Número de parlamentares que se dizem governistas é só formal; as chamadas
"traições" fazem parte da rotina de votações no Congresso
João Domingos
BRASÍLIA – Os números oficiais arquivados nos gabinetes dos líderes do
governo na Câmara e no Senado são claros. Com 366 deputados e 63 senadores, a
base governista no Congresso domina 71,3% da Câmara e 77,7% do Senado,
porcentual mais do que suficiente para aprovar emendas constitucionais,
rejeitar projetos inoportunos, atropelar a oposição e deixar a presidente Dilma
Rousseff governar em paz. Mas na prática não é bem assim.
Em vez de ser uma solução para os problemas do governo, a base gigantesca da
presidente no Congresso é um dos motivos das dores de cabeça de Dilma, pois
vive em brigas e disputas internas e cobra caro o apoio, sempre exigindo cargos
em ministérios e estatais e liberação do dinheiro de emendas parlamentares.
"É uma base problemática, desobediente, que precisa ser enquadrada",
admitiu o líder do PT na Câmara, Jilmar Tatto, futuro secretário de Transportes
de São Paulo.
Dois casos recentes ilustram a forma como os parlamentares da base votam e
"traem". Em setembro, a Câmara aplicou uma surra no governo durante a
votação do Código Florestal, obrigando a presidente Dilma a vetar boa parte da
medida provisória que havia sido editada justamente para corrigir problemas de
uma decisão anterior do Congresso sobre o mesmo assunto e sobre a qual já havia
sido derrotada.
Antes da votação, a comissão especial que examinava a medida provisória
ignorou todas as recomendações da presidente e fez um acordo entre
ambientalistas e ruralistas que irritou profundamente Dilma Rousseff. A ponto
de a presidente aproveitar uma solenidade pública no Palácio do Planalto para
escrever um bilhete às ministras Ideli Salvatti (Relações Institucionais) e
Izabella Teixeira (Meio Ambiente) e indagar que acordo era aquele. O Estado
registrou a bronca em foto.
Há dez dias a Câmara tornou a ignorar as articulações do Planalto e
novamente derrotou o governo na votação do projeto de lei que estabeleceu o
novo regime de concessão de exploração de poços de gás e petróleo e de partilha
dos royalties do petróleo. De nada adiantaram os apelos do líder do governo na
Câmara, Arlindo Chinaglia (PT-SP), para que na votação os deputados
respeitassem contratos já assinados. Do jeito que o projeto foi aprovado,
contratos serão quebrados. A presidente tem até dia 30 para sancionar ou vetar
a proposta.
Cobrança. Um deputado que integra a direção nacional do PT e preside uma das
mais importantes comissões do Congresso disse que seu maior problema nas
votações é causado sempre pelos parlamentares da base. São eles que mais
exigem. Sabendo disso, a oposição faz acordos com eles para determinados
assuntos, de forma que é difícil aprovar uma proposta de interesse do governo.
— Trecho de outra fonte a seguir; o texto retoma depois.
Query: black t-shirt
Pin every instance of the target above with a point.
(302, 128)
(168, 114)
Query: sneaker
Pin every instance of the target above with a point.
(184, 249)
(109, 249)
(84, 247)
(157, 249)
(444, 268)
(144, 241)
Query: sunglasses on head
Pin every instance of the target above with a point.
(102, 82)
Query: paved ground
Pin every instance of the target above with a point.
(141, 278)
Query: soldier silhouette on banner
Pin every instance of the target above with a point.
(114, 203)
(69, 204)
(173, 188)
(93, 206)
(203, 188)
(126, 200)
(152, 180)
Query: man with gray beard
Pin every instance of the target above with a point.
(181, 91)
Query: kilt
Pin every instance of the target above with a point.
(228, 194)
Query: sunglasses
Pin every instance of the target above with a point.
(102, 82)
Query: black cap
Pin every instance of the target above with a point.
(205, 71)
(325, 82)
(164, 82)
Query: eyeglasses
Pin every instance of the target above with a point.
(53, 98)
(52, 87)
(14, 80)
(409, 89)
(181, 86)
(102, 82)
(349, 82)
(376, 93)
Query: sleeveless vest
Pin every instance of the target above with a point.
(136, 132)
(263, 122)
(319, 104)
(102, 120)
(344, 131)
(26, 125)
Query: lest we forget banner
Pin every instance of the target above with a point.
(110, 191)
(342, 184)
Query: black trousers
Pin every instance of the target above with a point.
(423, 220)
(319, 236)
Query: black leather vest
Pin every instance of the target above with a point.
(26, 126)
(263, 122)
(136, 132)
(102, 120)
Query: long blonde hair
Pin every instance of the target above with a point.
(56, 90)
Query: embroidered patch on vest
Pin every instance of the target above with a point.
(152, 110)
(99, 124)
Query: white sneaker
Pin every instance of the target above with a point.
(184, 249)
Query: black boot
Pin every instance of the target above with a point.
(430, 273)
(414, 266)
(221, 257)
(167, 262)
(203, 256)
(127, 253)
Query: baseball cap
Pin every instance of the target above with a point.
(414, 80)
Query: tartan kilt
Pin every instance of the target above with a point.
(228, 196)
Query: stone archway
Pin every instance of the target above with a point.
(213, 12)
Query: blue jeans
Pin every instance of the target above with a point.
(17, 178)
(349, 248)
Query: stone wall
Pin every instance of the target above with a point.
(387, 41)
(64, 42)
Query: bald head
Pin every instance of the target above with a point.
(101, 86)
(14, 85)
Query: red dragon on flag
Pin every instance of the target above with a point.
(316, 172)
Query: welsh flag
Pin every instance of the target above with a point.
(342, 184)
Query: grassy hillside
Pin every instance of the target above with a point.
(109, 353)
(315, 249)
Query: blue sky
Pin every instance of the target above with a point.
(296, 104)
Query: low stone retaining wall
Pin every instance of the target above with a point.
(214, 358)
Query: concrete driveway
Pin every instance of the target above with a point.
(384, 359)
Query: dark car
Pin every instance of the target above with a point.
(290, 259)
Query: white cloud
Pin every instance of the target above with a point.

Há, sempre, a exigência de uma retribuição, com ênfase para a liberação do
dinheiro das emendas.
Na análise desse parlamentar, a base se sente muito à vontade para
"trair" porque a presidente Dilma mantém distância do Congresso. Com
isso, os ministros se sentem protegidos para também ficar distantes dos
parlamentares. E, quando vão ao Congresso pedir a ajuda da base, não convencem ninguém.
A aceitação dos argumentos da ministra Ideli Salvatti é pequena e outros que
são enviados ao Congresso em situações de emergência não conseguem quase nada.
Um exemplo citado pelo petista é a insistência do governo em mandar o ministro
Aloizio Mercadante (Educação) fazer reuniões com deputados e senadores. Os
parlamentares costumam não levar Mercadante em conta.
Como a presidente nunca enviou ao Congresso emendas constitucionais
importantes - quando se exige fidelidade de 308 deputados e 49 senadores -, a
base governista tem servido apenas para evitar que a oposição aprove a criação
de CPIs. Todos os pedidos que chegam e que representam algum perigo para o
governo são arquivados.
A exceção foi a CPI do Cachoeira, destinada a investigar as ligações do
contraventor Carlinhos Cachoeira com políticos e empresários. Mas ela é um caso
à parte. Ela foi incentivada pelo próprio PT, como uma forma de ofuscar o
julgamento do mensalão pelo Supremo Tribunal Federal. Não adiantou. De sua
parte, o governo manteve o domínio dela.
Nenhum requerimento que pudesse levar perigo ao Planalto foi aprovado.
"Pelo menos nesse caso, a base foi de grande serventia para o
governo", lembrou o deputado Lúcio Vieira Lima (PMDB-BA).